В вечер Страстной пятницы, семь месяцев спустя, скорбными голосами один за другим мои друзья, прощаясь со мной на ночь, шептали слова покорности воле Божьей. Наш Корбелл угасал. На протяжении всей долгой томительной ночи мой Солдат, Мэри и я затаив дыхание дежурили и прислушивались рядом с ним. Когда мы тихонько передвигались по комнате, он произнес:
«Я не сплю, наша мама. „Тисемент“ подумала, что я во сне улыбаюсь, потому что я смеялся, но это было не так. Я смеялся над теми забавными мыслями, что приходили мне в голову, когда я был маленьким. Я просто не мог широко открыть глаза, и когда она застала меня за смехом, я вспомнил тот самый первый раз, когда понял, что Бог впереди. Это было тогда, в ванной, когда я просил тебя включить снег, а „Тисемент“ сказала, что ты не можешь этого сделать, и никто из вас не может: ни наша мама, ни наш папа, ни Томас не умеют включать снег. Ты говорила, что все вы умеете включать воду. Ну а я не понимал, почему нельзя точно так же включить снег, как воду. И тут внезапно мне в голову пришла мысль, что Бог впереди всех вас и что только Он один умеет включать эту хлопчатую, летящую, зигзагообразную снежную круговерть, и я стал гадать, что же еще Он умеет делать такого, чего не может никто другой, даже наши мама и папа. Помнишь, как Томас смеялся надо мной на следующий день, когда я рассказал ему об этом? Какой же забавный я был, когда был маленьким, правда? Впрочем, я полагаю, все маленькие дети точно такие же забавные, и все они думают, что нет на свете ничего, чего не могли бы сделать их отец и мать. Знаю, я и сам так думал вплоть до того самого утра, а потом понял, что Бог впереди даже них. Однажды я спросил нашего папу, кто старше — он или Бог, и о боже, как же мне было больно и как горько разочаровываться, когда он ответил, что Бог старше».

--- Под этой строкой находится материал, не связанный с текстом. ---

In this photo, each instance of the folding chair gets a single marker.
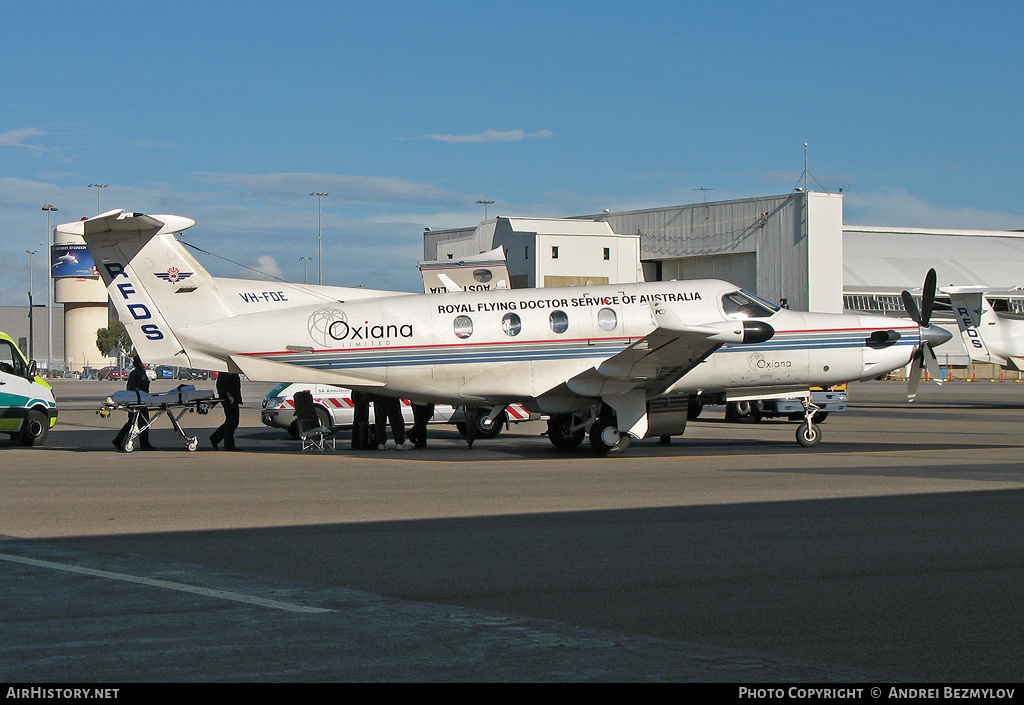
(311, 431)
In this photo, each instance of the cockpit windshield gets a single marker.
(743, 304)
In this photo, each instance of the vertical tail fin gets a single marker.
(979, 325)
(155, 284)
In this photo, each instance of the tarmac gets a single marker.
(891, 552)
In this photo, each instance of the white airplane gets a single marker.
(990, 332)
(597, 359)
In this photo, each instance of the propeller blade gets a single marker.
(928, 297)
(911, 306)
(914, 378)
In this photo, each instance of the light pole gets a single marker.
(320, 232)
(32, 328)
(49, 293)
(97, 187)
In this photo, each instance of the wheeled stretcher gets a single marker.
(174, 404)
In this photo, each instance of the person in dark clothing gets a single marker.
(422, 413)
(137, 381)
(360, 421)
(388, 410)
(229, 394)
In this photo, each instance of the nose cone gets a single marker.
(935, 335)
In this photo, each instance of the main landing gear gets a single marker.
(568, 430)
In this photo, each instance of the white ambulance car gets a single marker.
(28, 409)
(335, 407)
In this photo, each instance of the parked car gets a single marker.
(335, 407)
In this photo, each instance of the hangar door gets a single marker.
(740, 268)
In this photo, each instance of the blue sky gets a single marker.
(409, 113)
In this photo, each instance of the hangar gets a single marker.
(794, 248)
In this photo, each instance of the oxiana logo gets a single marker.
(173, 275)
(322, 321)
(328, 326)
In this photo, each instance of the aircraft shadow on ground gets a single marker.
(748, 439)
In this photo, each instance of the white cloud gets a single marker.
(17, 137)
(491, 136)
(288, 187)
(268, 266)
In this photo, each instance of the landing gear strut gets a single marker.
(808, 434)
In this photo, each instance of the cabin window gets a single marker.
(607, 319)
(743, 304)
(511, 324)
(559, 321)
(463, 326)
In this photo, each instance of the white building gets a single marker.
(794, 249)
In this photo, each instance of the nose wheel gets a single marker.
(809, 434)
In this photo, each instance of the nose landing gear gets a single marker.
(808, 434)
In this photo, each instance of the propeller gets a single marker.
(924, 356)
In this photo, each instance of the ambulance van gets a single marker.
(28, 409)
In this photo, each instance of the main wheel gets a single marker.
(35, 428)
(808, 437)
(605, 438)
(560, 431)
(483, 429)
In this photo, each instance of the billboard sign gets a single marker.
(72, 260)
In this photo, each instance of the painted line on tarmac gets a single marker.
(195, 589)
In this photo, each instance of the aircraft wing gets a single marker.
(657, 360)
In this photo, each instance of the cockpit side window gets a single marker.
(743, 304)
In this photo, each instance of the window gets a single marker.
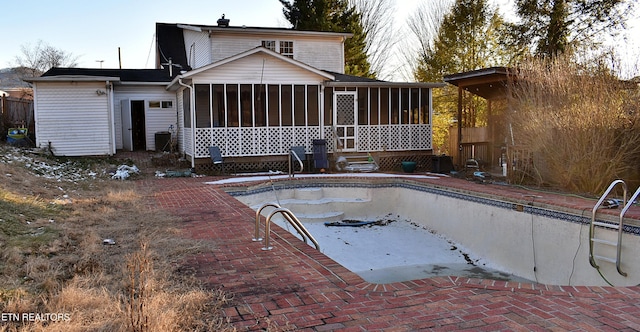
(313, 107)
(373, 102)
(218, 105)
(203, 96)
(363, 106)
(160, 104)
(404, 107)
(415, 106)
(328, 106)
(286, 48)
(274, 105)
(269, 44)
(299, 105)
(384, 106)
(232, 106)
(424, 105)
(395, 104)
(259, 102)
(186, 107)
(246, 105)
(285, 100)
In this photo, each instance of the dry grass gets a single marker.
(580, 123)
(54, 260)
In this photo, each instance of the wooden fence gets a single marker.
(16, 112)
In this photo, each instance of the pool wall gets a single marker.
(541, 244)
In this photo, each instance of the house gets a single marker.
(253, 92)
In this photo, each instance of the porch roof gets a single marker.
(488, 83)
(147, 76)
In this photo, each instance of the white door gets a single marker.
(127, 127)
(346, 119)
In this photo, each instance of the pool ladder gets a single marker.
(288, 216)
(619, 227)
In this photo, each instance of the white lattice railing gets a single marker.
(241, 142)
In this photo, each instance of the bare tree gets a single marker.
(423, 26)
(35, 60)
(378, 22)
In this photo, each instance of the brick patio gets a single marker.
(298, 288)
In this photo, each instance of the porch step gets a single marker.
(358, 163)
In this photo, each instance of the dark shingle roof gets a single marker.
(125, 75)
(350, 78)
(170, 45)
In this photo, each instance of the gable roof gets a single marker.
(256, 50)
(170, 45)
(170, 38)
(123, 75)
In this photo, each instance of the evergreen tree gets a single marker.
(469, 37)
(555, 26)
(333, 16)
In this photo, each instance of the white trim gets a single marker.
(252, 51)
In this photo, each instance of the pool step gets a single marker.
(320, 217)
(308, 193)
(322, 205)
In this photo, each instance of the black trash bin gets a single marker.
(441, 164)
(163, 141)
(320, 154)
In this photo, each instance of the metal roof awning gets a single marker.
(488, 83)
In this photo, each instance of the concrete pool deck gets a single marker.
(296, 287)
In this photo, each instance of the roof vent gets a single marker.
(223, 22)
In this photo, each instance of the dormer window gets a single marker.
(283, 47)
(286, 48)
(269, 44)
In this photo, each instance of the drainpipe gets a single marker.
(112, 144)
(321, 115)
(193, 121)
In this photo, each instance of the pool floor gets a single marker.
(396, 250)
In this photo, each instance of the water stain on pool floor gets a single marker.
(398, 250)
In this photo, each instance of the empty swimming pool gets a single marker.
(502, 240)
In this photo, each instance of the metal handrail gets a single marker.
(291, 218)
(256, 229)
(619, 226)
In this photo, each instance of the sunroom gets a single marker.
(257, 106)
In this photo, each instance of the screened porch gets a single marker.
(249, 120)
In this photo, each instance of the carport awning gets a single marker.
(488, 83)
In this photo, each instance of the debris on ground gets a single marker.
(175, 173)
(125, 171)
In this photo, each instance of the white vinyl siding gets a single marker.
(73, 118)
(325, 53)
(198, 48)
(157, 119)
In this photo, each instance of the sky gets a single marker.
(94, 31)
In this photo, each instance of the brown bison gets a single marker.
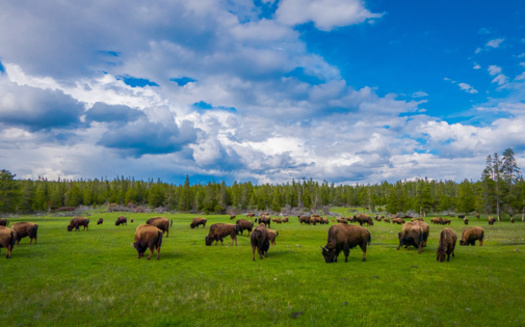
(77, 222)
(265, 219)
(161, 223)
(244, 225)
(24, 229)
(198, 221)
(471, 235)
(447, 243)
(343, 238)
(412, 234)
(272, 234)
(121, 221)
(7, 240)
(437, 221)
(219, 231)
(260, 241)
(147, 236)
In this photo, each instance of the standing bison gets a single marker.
(198, 221)
(7, 240)
(471, 235)
(413, 234)
(77, 222)
(343, 238)
(220, 230)
(121, 221)
(244, 224)
(24, 229)
(260, 241)
(147, 236)
(161, 223)
(447, 243)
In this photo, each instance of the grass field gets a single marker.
(94, 278)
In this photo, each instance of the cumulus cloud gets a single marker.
(325, 14)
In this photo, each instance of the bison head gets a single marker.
(329, 255)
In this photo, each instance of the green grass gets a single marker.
(94, 278)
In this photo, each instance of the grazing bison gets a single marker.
(437, 220)
(265, 219)
(24, 229)
(219, 231)
(77, 222)
(161, 223)
(7, 240)
(198, 221)
(121, 221)
(412, 234)
(343, 238)
(447, 243)
(272, 234)
(244, 225)
(260, 241)
(471, 235)
(147, 236)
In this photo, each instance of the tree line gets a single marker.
(499, 191)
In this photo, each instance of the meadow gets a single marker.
(94, 278)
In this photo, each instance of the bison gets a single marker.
(220, 230)
(24, 229)
(412, 234)
(447, 243)
(260, 241)
(7, 240)
(198, 221)
(272, 234)
(121, 221)
(77, 222)
(343, 238)
(471, 234)
(147, 236)
(244, 225)
(161, 223)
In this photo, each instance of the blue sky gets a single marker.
(340, 90)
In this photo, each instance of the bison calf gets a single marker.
(471, 234)
(447, 243)
(24, 229)
(343, 238)
(147, 236)
(7, 240)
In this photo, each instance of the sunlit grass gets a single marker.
(95, 278)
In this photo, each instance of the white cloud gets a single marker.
(467, 88)
(325, 14)
(494, 43)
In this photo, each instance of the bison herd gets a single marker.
(341, 237)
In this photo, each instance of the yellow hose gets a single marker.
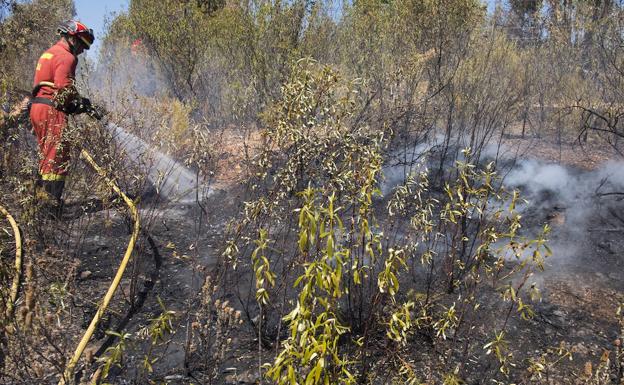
(69, 369)
(18, 262)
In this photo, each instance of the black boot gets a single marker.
(54, 191)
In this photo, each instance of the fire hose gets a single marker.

Тонкие лучики света только начинали пробиваться сквозь планки жалюзи. Мой Солдат с улыбкой склонился, поцеловал исхудавшие ручки нашего любимца и произнес: «Да, сынок; Бог впереди», — а затем подошел к двойному окну и широко распахнул жалюзи, чтобы все краски рассвета хлынули беспрепятственно и осветили комнату, чтобы наш малыш мог видеть восточное небо и ждать восхода солнца, которое он так любил. Небо приобрело более глубокий красный оттенок, и по нему проплывало крошечное черное облачко.
«Что это за темные точки, Солдат; неужто вороны?» — спросила я, выходя через окно на веранду, чтобы получше разглядеть длинную странную линию и вдохнуть утренний воздух.
«Нет, малышка, — ответил мой Солдат, — это дикие гуси; холодная погода совсем ушла».
«Значит, пришло лето, наш папа, — сказал ребенок. — Я тоже смотрел на эти маленькие движущиеся черные хлопья, когда наша мама спросила тебя, что это такое».
Грызня голосов снизу резанула наш слух.
«Какому-то бедолаге стало дурно, и он в руках полиции», — пояснил мой Солдат.
Священность нашего бдения, одиночество этого часа и глухая тишина опустевших улиц делали резкие голоса особенно нестройными и диссонирующими. Я заглянула за перила.
«О, какое жалостное зрелище! — воскликнула я. — Бедняга к тому же выглядит джентльменом, утонченным и с выдающейся внешностью. Бедняга! Он кажется таким рассерженным и… таким больным. Пожалуйста, мой дорогой, спаси его. Кто знает, может быть, где-то у него есть такие же малютки, как наши?»
«Да, пожалуйста, сходи, наш папа, пожалуйста, сэр», — вторили умоляющие интонации с постели, — ступай и приведи его. У него могут быть малыши нашего сорта, а может, где-то ждет его и малыш сорта нашей мамы».
Мой Солдат вышел как раз в тот момент, когда круглый алый край солнца вынырнул из-за восточного горизонта. На его лице сияла радость, превосходящая улыбку, когда он вернулся. Он привел незнакомца и зарегистрировал его в отеле как нашего гостя. Наши жизни еще не раз пересекались с жизнью этого незнакомца в последующие годы, и он рассказывал мне, что снова и снова, когда на него нападал тот самый ужасный, почти неизлечимый недуг, память о духе ребенка на заре Страстной пятницы спасала его.